Well, maybe that’s a little extreme. Young people still are grousing about Santa Fe rolling up its sidewalks after 9 p.m., but a gathering at the Jean Cocteau Cinema earlier this week gave a glimpse of a lot of other issues that make this the City Indifferent for them.
Jobs. Affordability. Transportation.
And then there’s the annoyance of paying the same rate for Internet service as is charged in Albuquerque, but getting half the speed of data transmission.
“We have like a Third World Internet!” said Shannon Murphy, a founding member of the After Hours Alliance. When she has webcam meetings with people around the country, she said, she has to keep apologizing for all the times the system blinks out.
So that right there can be a barrier to getting the good-paying jobs that rely on fast, reliable data transmission – jobs that might appeal to young people.
And it might explain why when Zane Fischer, a new media expert and founder of Anagram design studio, asked if there was a coder in the audience whom he could hire tomorrow, no one raised their hand. “We are not attracting that kind of talent,” he said.
Then there are all the rules that frustrate young people with ideas, along with what can be seen as a hidebound resistance to innovation and a city code that doesn’t always fit some newer concepts.
“When you want to do something, it’s like, sorry, there’s a rule. There are rules about rules,” said Daniel Werwath, a consultant on affordable housing and community development. “Yes, come here, except don’t drink beer in the park. It’s like we’re actively trying to make more rules to make it less fun.
“A small group of people in this town has a hobby of attending City Council meetings to make new rules.”
When someone wanted to hold a festival in a park, rules forbade it and the effort was denied, he said, generating a feeling like “Dude, I’ll just move to Portland.”
Presumably, he was talking about the hip Oregon metropolitan center and not the city in Maine. As a matter of fact, that city’s name was mentioned more than once as a magnet for young people.
Unfortunately, when it comes to comparing Santa Fe to the Oregon youth mecca, one fact has to be acknowledged. Within the city limits, we have just short of 70,000 people, with something under 150,000 in the whole county. Portland has an estimated 600,000 and more than 2.3 million in the metro area.
That alone is going to make a big difference in employment and entertainment opportunities.
And while openness to new ideas might have something to do with Portland’s sparkle, nightlife indeed may be an attraction.
George R.R. Martin, who owns the Jean Cocteau and writes the novels that gave rise to the popular “Game of Thrones” television series, said he hosted John Hodgman from The Daily Show for an appearance here. When the comedian wanted to get a meal after the show, “he had to go to Denny’s.”
“I don’t know how to encourage our restaurants to stay open after 9 p.m.,” Martin said.

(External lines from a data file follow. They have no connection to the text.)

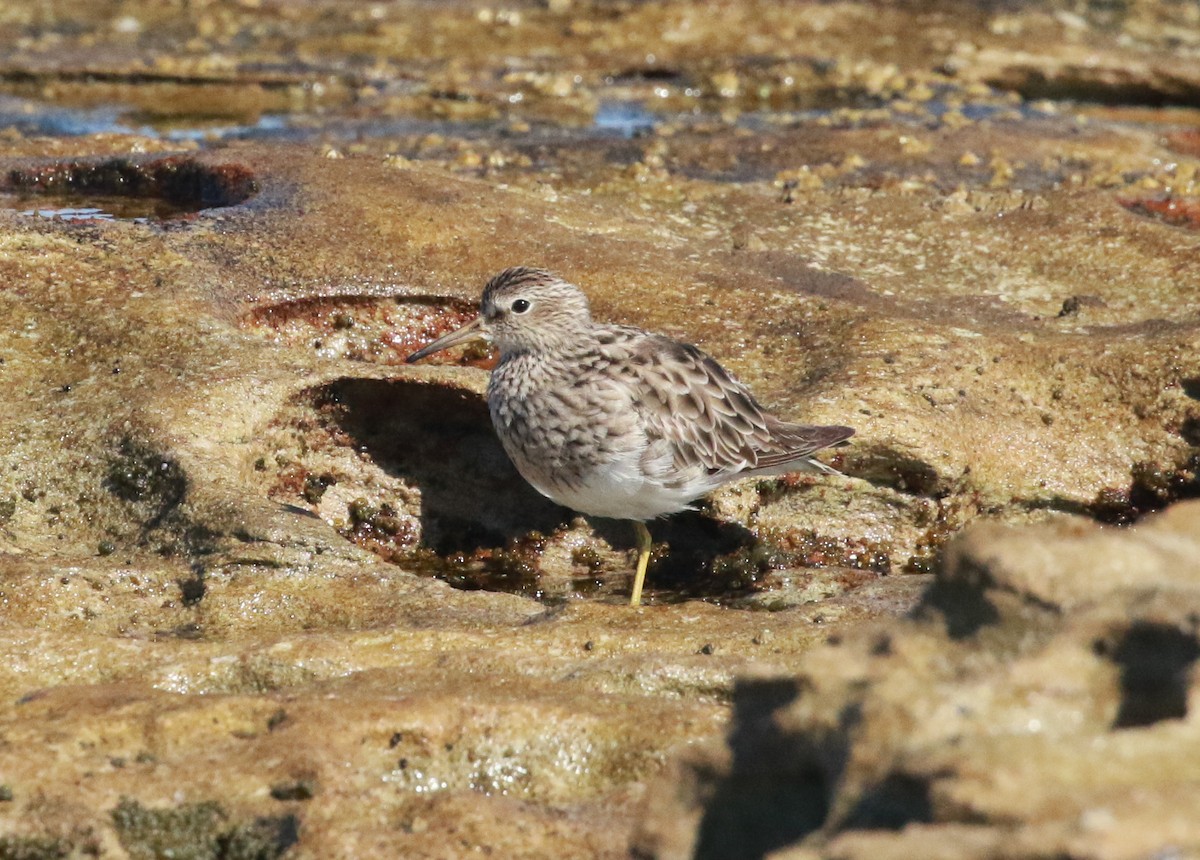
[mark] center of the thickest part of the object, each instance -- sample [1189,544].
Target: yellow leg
[643,558]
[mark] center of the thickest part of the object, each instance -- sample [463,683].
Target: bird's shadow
[441,440]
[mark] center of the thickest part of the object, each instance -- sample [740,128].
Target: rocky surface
[231,517]
[1041,703]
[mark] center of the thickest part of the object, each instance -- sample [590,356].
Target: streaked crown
[533,310]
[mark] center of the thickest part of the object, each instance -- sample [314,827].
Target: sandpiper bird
[615,421]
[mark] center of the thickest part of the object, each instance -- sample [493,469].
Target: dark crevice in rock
[202,830]
[441,440]
[888,468]
[892,804]
[183,181]
[965,607]
[1151,488]
[774,794]
[1156,663]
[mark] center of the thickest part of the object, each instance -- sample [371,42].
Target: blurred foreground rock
[1042,702]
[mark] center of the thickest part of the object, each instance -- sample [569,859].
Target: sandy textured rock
[1027,709]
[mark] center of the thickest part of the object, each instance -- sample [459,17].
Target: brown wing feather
[708,419]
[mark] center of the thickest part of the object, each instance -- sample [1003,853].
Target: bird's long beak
[472,331]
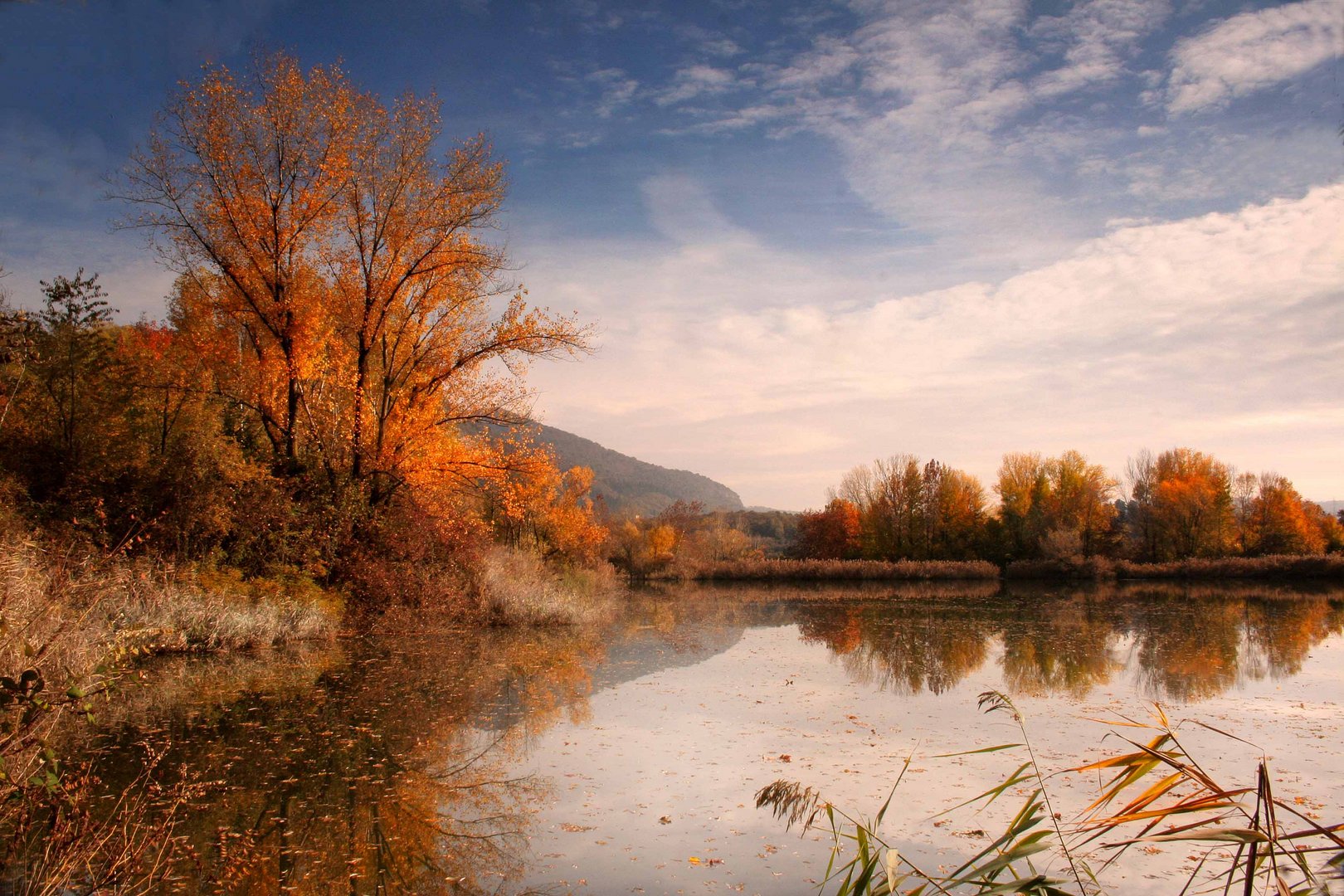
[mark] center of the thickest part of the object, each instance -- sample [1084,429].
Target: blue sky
[819,232]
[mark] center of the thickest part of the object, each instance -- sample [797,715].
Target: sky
[816,234]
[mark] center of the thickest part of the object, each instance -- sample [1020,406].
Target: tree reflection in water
[387,772]
[1185,644]
[385,765]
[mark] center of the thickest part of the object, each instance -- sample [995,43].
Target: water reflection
[379,766]
[1183,644]
[386,765]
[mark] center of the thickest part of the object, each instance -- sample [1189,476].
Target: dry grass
[776,570]
[1281,566]
[516,587]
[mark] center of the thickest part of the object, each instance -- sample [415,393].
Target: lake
[626,761]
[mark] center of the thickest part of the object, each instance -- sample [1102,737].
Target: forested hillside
[629,485]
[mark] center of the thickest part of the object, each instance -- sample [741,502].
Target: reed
[784,570]
[1153,791]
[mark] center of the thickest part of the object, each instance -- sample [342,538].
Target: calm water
[626,761]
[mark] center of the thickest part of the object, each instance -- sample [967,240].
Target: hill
[629,485]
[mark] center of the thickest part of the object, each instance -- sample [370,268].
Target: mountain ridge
[631,485]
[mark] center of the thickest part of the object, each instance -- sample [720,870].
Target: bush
[516,587]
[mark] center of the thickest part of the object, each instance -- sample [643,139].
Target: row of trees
[1181,504]
[339,328]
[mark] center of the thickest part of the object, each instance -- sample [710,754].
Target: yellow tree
[416,284]
[1281,522]
[1181,505]
[335,271]
[240,183]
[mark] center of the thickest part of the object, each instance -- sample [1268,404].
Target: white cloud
[1097,38]
[1252,51]
[615,90]
[696,80]
[1152,334]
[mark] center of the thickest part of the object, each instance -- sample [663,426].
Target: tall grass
[782,570]
[516,587]
[1152,791]
[71,622]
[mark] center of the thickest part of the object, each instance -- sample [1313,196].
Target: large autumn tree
[335,271]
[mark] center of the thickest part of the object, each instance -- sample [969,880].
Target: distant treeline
[1181,504]
[1187,514]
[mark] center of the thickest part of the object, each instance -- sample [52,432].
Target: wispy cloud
[696,80]
[1252,51]
[615,90]
[1160,331]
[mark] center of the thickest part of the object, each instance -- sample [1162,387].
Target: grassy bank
[1328,567]
[780,570]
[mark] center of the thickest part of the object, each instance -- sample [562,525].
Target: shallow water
[626,761]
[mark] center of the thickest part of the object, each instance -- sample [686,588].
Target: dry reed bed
[1322,567]
[518,587]
[80,610]
[839,571]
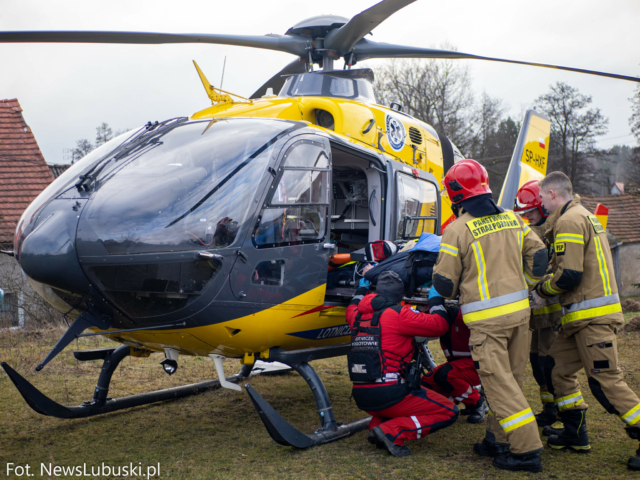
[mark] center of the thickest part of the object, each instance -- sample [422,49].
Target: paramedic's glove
[436,304]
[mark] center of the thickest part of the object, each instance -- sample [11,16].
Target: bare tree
[574,128]
[83,147]
[103,134]
[437,92]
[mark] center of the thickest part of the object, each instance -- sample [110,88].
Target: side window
[417,207]
[297,205]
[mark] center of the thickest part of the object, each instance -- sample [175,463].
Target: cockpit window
[326,85]
[190,189]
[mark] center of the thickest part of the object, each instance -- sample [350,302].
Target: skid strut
[101,403]
[282,431]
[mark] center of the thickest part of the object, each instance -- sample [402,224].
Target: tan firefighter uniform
[544,324]
[483,259]
[583,277]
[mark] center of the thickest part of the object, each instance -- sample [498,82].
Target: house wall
[629,268]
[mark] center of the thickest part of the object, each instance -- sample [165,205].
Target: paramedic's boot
[574,435]
[547,416]
[548,431]
[516,462]
[476,413]
[489,447]
[634,462]
[386,442]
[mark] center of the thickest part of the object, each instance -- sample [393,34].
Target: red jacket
[455,342]
[396,329]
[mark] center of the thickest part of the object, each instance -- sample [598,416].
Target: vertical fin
[530,157]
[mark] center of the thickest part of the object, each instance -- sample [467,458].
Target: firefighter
[458,378]
[382,348]
[482,257]
[584,279]
[545,321]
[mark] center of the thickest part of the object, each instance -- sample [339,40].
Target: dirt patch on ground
[632,325]
[629,305]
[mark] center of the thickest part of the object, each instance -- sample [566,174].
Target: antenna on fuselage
[223,65]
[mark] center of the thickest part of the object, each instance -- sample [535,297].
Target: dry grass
[219,434]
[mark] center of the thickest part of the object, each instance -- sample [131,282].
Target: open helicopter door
[285,258]
[414,203]
[530,157]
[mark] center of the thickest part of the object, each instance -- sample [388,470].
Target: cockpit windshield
[351,84]
[190,189]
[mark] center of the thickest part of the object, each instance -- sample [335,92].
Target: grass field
[219,434]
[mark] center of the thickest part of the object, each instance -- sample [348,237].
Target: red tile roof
[23,171]
[624,214]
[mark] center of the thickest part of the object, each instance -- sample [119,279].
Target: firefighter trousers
[415,416]
[456,379]
[594,348]
[541,341]
[500,358]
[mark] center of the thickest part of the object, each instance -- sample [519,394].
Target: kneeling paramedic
[482,256]
[545,321]
[583,276]
[386,383]
[458,378]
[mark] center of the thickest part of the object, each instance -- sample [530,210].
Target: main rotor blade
[277,81]
[344,38]
[366,49]
[290,44]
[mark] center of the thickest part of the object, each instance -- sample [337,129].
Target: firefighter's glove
[436,304]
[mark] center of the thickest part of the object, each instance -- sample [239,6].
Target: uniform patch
[597,226]
[479,227]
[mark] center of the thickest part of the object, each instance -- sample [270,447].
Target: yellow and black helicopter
[211,235]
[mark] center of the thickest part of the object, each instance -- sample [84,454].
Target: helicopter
[211,235]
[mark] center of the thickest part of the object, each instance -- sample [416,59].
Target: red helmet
[466,179]
[528,198]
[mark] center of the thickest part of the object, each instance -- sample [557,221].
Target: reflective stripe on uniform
[450,249]
[632,416]
[602,264]
[494,302]
[496,311]
[517,420]
[547,286]
[482,271]
[596,307]
[555,307]
[569,238]
[573,400]
[546,397]
[417,423]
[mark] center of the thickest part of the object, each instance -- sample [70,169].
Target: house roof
[624,214]
[23,170]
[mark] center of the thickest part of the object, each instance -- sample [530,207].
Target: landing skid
[101,403]
[282,431]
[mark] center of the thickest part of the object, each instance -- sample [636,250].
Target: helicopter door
[286,258]
[415,207]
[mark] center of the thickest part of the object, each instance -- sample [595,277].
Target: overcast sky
[66,90]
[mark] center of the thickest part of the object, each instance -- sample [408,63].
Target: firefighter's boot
[477,413]
[547,416]
[516,462]
[574,435]
[386,442]
[634,462]
[489,447]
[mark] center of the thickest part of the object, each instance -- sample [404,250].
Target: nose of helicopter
[48,253]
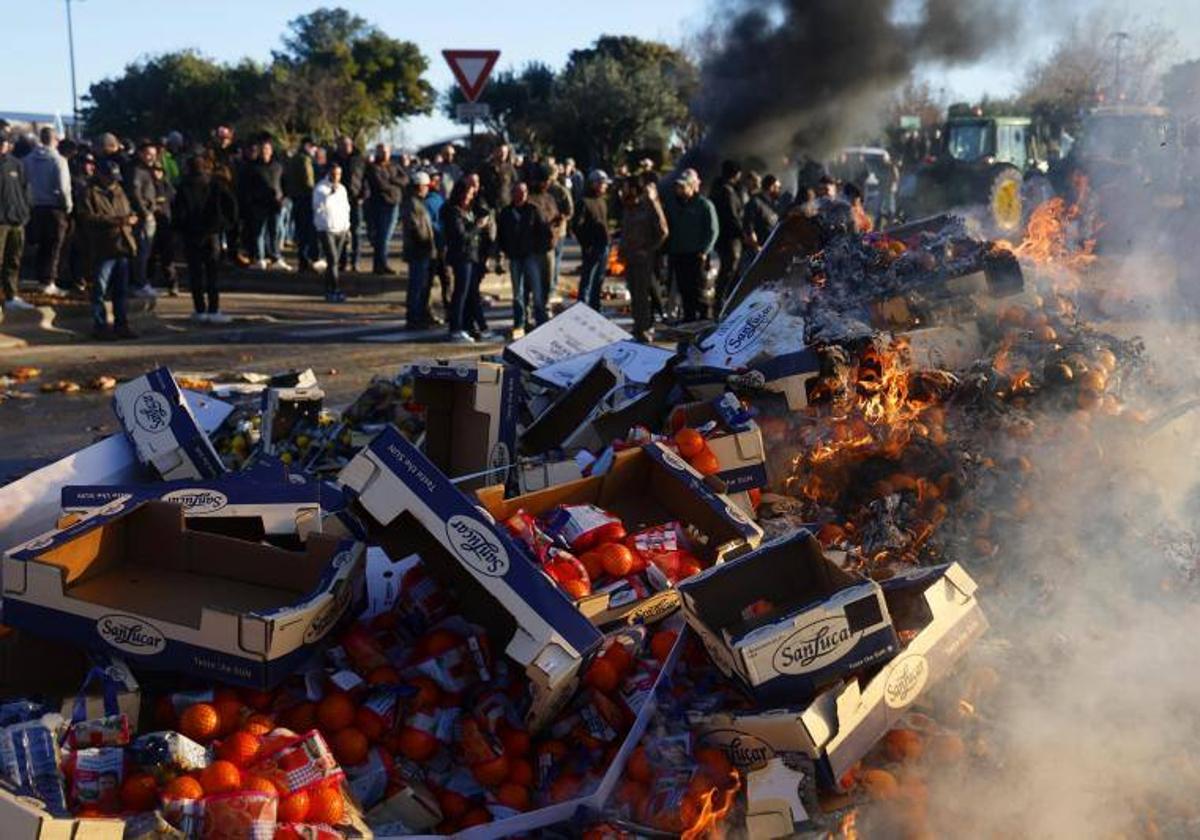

But here’s where you get to the chicken-egg dilemma. Do restaurants not get business after that hour because they don’t stay open, or do they close by then because they don’t get enough business to stay open?
A clue to that answer might come this weekend with Night Wave, a roster of late-night music, food, movies and shuttle transportation tonight and tomorrow scheduled at various venues downtown. Will restaurants that agreed to stay open late get enough customers?
And we can keep an eye on the success, or lack of it, of Skylight, a new lounge that has opened at the site of the former Milagro nightclub. It already has booked a series of acts through Heath Concerts, with Eliza Gilkyson on Sunday, The English Beat on Aug. 22 and the Livers of Steel Tour on Aug. 23.
That leads us to another nightlife issue.
Murphy said Corazón, a bar and music venue on South Guadalupe Street, closed a few years ago because of “high real estate prices” and the difficulty of affording a liquor license. Those licenses, capped under New Mexico law, cost $500,000 – or about $3,000 per month if you lease someone else’s license, she said.
But when she advocated more reasonable prices and the cap removed from liquor licenses, Martin, who had recently shelled out a half-million dollars for a liquor license at the Jean Cocteau, pointed out that he didn’t want to lose the value of his investment. Every license-holder in the state would oppose that change, he said.
In turn, he pointed to another frustration. He didn’t really want a full liquor license, he said. He wanted a beer and wine license, which costs about $1,500. But a beer and wine license can go only to an establishment that makes 60 percent or more of its revenue from the sale of food.
“I don’t sell that much popcorn,” Martin quipped.